Pesquisadores dos Estados Unidos realizaram uma análise sobre o acesso à internet e a cobertura de telefonia móvel, buscando entender se a popularização dos celulares alterou o comportamento social dos jovens e impactou diretamente as taxas de fertilidade, conforme reportado pelo The New York Times.

A conexão entre smartphones e as taxas de natalidade

Há algum tempo, especialistas têm se debruçado sobre as razões por trás da acentuada diminuição das taxas de natalidade em vários países. Entre as explicações já consideradas estão o aumento na disponibilidade de métodos contraceptivos, a elevação do nível educacional feminino, transformações econômicas e até mesmo a influência da programação televisiva.

Neste contexto, os smartphones passaram a ser tema central nas discussões.

A pesquisa liderada por Caitlin Myers, economista do Middlebury College, juntamente com o aluno Ezekiel Hooper, focou na introdução inicial do iPhone nos Estados Unidos entre 2007 e 2011, quando o dispositivo estava disponível apenas na rede da AT&T.
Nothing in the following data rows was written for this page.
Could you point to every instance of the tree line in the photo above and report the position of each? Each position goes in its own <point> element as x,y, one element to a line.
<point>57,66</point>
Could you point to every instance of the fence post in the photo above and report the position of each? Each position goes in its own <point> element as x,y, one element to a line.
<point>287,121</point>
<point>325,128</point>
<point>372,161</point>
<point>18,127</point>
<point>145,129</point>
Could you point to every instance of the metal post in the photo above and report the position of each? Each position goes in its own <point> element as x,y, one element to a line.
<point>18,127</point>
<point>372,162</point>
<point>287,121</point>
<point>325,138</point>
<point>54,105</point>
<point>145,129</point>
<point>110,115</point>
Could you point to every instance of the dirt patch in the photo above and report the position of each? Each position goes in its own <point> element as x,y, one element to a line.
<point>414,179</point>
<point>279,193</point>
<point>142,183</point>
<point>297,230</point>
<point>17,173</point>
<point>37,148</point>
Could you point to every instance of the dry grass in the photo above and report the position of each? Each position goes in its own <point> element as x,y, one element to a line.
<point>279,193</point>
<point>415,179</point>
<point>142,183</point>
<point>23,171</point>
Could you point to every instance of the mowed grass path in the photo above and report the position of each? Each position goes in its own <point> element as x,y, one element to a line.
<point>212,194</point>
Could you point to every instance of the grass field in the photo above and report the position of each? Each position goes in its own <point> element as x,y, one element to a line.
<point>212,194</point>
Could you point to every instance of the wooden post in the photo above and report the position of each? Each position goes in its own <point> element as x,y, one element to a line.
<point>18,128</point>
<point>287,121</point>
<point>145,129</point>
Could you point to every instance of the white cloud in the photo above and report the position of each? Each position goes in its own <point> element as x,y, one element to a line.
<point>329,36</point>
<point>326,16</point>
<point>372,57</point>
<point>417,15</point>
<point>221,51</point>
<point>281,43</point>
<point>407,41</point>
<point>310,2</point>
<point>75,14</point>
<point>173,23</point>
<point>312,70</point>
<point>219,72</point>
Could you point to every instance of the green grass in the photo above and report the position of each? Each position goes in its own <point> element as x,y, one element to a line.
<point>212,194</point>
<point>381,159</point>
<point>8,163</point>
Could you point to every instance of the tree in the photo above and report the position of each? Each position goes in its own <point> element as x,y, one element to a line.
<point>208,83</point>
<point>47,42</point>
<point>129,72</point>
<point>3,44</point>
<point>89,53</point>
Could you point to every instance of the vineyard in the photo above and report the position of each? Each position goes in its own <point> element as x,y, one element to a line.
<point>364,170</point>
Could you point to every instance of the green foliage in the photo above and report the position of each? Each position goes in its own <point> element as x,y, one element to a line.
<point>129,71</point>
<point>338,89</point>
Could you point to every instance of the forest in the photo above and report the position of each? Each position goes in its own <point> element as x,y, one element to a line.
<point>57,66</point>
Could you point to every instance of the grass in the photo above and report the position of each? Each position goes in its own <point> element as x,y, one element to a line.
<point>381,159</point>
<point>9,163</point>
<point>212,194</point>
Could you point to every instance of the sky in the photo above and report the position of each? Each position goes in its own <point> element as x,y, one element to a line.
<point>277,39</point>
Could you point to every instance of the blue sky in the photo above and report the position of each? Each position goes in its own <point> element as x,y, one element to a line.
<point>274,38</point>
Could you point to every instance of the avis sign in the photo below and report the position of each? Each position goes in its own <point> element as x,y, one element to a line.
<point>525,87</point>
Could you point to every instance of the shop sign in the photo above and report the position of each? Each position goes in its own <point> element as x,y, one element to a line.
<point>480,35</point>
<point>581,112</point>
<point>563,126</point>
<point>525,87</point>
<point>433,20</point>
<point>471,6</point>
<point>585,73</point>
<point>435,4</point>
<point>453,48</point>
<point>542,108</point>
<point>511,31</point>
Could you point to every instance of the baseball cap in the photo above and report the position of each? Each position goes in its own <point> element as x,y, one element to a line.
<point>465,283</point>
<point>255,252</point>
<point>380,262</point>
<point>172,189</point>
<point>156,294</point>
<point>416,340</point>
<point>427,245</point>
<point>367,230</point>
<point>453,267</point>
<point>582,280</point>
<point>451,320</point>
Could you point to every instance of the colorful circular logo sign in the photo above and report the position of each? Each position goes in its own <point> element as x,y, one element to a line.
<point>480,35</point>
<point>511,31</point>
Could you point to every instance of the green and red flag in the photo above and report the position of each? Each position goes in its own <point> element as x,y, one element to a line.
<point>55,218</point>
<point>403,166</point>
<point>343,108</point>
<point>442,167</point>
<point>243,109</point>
O estudo, publicado pelo National Bureau of Economic Research, sugere que o iPhone pode ter sido responsável por até 50% da diminuição na taxa de fertilidade durante esse período, especialmente entre jovens com idades variando entre 15 e 24 anos. Essa mudança é significativa.

Mudanças no comportamento juvenil

Os pesquisadores acreditam que as principais alterações ocorreram no comportamento dos jovens.
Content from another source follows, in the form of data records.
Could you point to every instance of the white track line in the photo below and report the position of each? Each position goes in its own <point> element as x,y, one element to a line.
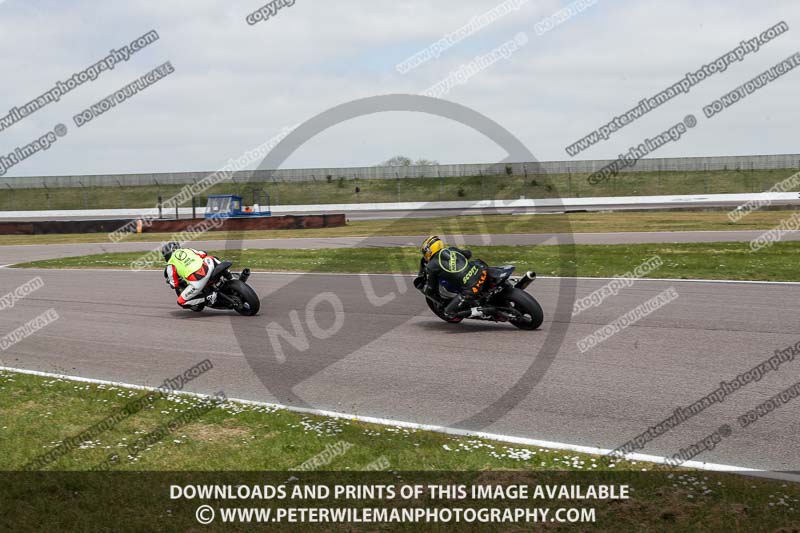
<point>438,429</point>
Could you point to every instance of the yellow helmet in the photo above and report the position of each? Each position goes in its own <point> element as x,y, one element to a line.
<point>431,246</point>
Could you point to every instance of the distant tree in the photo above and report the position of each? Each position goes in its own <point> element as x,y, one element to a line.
<point>403,161</point>
<point>397,161</point>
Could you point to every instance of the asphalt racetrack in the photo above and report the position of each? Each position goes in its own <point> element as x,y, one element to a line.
<point>398,361</point>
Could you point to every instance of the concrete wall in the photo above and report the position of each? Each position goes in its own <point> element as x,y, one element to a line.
<point>753,162</point>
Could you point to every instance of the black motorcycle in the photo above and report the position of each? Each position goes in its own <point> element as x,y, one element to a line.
<point>232,290</point>
<point>503,299</point>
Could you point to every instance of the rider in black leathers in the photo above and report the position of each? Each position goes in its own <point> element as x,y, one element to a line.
<point>462,275</point>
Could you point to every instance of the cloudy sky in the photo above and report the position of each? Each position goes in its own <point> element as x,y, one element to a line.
<point>236,85</point>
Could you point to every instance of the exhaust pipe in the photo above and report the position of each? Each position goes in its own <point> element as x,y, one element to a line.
<point>526,280</point>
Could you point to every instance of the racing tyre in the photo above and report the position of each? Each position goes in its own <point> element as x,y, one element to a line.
<point>249,303</point>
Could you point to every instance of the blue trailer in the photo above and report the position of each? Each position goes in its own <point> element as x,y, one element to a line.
<point>232,206</point>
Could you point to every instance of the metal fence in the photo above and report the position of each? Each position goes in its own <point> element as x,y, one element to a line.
<point>680,164</point>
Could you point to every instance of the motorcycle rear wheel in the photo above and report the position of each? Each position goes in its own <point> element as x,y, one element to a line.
<point>250,303</point>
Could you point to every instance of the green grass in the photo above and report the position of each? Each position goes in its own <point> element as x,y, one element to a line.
<point>342,190</point>
<point>470,225</point>
<point>39,412</point>
<point>732,261</point>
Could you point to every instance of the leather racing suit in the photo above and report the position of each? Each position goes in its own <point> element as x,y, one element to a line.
<point>452,271</point>
<point>188,272</point>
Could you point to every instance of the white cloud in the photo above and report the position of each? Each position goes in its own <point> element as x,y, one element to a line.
<point>237,85</point>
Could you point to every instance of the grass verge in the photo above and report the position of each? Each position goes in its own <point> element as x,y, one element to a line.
<point>39,413</point>
<point>470,225</point>
<point>731,261</point>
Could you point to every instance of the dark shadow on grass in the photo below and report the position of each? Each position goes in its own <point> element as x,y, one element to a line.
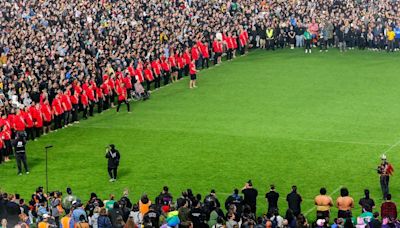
<point>122,172</point>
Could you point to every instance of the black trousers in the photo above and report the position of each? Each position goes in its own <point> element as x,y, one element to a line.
<point>91,107</point>
<point>384,181</point>
<point>37,131</point>
<point>29,133</point>
<point>123,101</point>
<point>100,106</point>
<point>148,84</point>
<point>205,63</point>
<point>21,158</point>
<point>67,117</point>
<point>84,112</point>
<point>167,75</point>
<point>112,172</point>
<point>57,121</point>
<point>229,54</point>
<point>74,113</point>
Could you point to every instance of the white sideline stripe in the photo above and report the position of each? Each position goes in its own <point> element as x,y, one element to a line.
<point>313,208</point>
<point>393,146</point>
<point>348,142</point>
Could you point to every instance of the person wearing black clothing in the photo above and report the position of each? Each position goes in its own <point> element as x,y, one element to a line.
<point>366,202</point>
<point>234,199</point>
<point>294,201</point>
<point>272,199</point>
<point>250,196</point>
<point>151,218</point>
<point>197,216</point>
<point>20,153</point>
<point>113,157</point>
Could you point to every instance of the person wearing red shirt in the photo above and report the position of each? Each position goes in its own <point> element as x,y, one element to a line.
<point>100,99</point>
<point>149,76</point>
<point>29,123</point>
<point>47,116</point>
<point>166,69</point>
<point>67,106</point>
<point>180,63</point>
<point>228,40</point>
<point>85,103</point>
<point>19,124</point>
<point>6,136</point>
<point>195,54</point>
<point>122,97</point>
<point>174,69</point>
<point>37,118</point>
<point>106,89</point>
<point>217,49</point>
<point>57,110</point>
<point>192,71</point>
<point>155,65</point>
<point>74,98</point>
<point>204,53</point>
<point>92,99</point>
<point>127,80</point>
<point>187,61</point>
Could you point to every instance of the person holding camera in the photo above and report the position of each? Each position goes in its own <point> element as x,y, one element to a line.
<point>20,153</point>
<point>385,169</point>
<point>113,157</point>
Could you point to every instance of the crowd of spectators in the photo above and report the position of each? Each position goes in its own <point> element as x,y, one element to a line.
<point>239,209</point>
<point>62,59</point>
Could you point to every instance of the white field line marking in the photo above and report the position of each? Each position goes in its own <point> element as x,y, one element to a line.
<point>313,208</point>
<point>393,146</point>
<point>348,142</point>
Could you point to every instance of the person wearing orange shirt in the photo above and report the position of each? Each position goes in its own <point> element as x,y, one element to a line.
<point>324,204</point>
<point>344,203</point>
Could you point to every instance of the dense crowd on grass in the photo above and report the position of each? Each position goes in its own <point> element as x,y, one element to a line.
<point>61,60</point>
<point>192,210</point>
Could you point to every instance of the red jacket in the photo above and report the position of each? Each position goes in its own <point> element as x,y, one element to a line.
<point>148,74</point>
<point>46,111</point>
<point>19,122</point>
<point>121,93</point>
<point>28,119</point>
<point>57,107</point>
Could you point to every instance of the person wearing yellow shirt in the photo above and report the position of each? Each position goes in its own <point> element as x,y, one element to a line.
<point>390,38</point>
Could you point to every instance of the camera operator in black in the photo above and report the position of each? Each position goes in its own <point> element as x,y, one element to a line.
<point>20,152</point>
<point>113,157</point>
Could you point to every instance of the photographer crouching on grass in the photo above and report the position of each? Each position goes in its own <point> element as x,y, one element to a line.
<point>20,152</point>
<point>113,157</point>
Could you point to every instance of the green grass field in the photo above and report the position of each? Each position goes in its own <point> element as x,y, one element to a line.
<point>282,118</point>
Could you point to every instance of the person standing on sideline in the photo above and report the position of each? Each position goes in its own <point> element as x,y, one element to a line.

A pesquisa indica que os jovens começaram a interagir mais através dos celulares do que pessoalmente. Essa mudança pode ter diminuído o número de relações sexuais e, consequentemente, reduzido as gestações indesejadas entre adolescentes e jovens adultos.

Além disso, os autores do estudo levantam outras questões relacionadas ao uso de smartphones:

  • Aumento do acesso à pornografia;
  • Disponibilidade de informações sobre métodos contraceptivos;
  • Acesso facilitado a conteúdos sobre aborto;
  • Diminuição das interações pessoais;
  • Crescimento rápido da internet móvel.
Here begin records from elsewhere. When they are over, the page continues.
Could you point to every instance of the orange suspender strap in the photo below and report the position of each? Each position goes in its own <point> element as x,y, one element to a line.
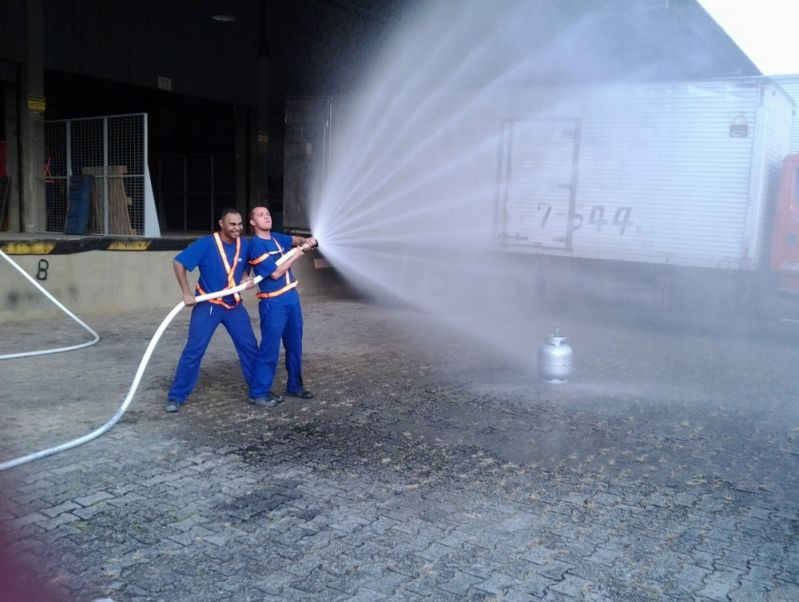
<point>231,271</point>
<point>277,293</point>
<point>216,301</point>
<point>290,284</point>
<point>288,272</point>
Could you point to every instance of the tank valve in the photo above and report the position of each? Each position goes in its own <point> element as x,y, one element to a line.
<point>555,358</point>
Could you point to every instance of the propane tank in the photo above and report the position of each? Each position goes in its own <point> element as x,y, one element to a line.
<point>554,358</point>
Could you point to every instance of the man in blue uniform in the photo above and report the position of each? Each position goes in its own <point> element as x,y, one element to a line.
<point>222,259</point>
<point>279,309</point>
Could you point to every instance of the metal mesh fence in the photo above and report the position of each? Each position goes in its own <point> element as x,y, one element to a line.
<point>113,150</point>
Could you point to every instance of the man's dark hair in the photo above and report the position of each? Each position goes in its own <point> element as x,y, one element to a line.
<point>227,211</point>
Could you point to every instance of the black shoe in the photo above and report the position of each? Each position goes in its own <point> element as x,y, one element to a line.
<point>268,401</point>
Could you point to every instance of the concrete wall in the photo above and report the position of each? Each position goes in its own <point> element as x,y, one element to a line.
<point>109,282</point>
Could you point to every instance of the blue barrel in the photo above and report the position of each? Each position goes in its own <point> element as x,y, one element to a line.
<point>79,206</point>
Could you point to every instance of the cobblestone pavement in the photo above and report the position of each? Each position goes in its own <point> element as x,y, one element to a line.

Myers também sugere que os iPhones facilitaram o consumo de pornografia, levando os jovens a substituir relações sexuais por essa forma de entretenimento.

No entanto, os pesquisadores admitem que estabelecer uma relação direta entre smartphones e taxas de natalidade continua sendo um desafio. O período analisado também coincide com eventos significativos como a Grande Recessão e outras mudanças sociais importantes.

Um fenômeno mundial

O segundo estudo expandiu sua análise para 128 países utilizando dados provenientes do Banco Mundial. Os pesquisadores buscaram compreender como o crescimento dos smartphones se correlacionou com a redução das taxas de fertilidade entre adolescentes.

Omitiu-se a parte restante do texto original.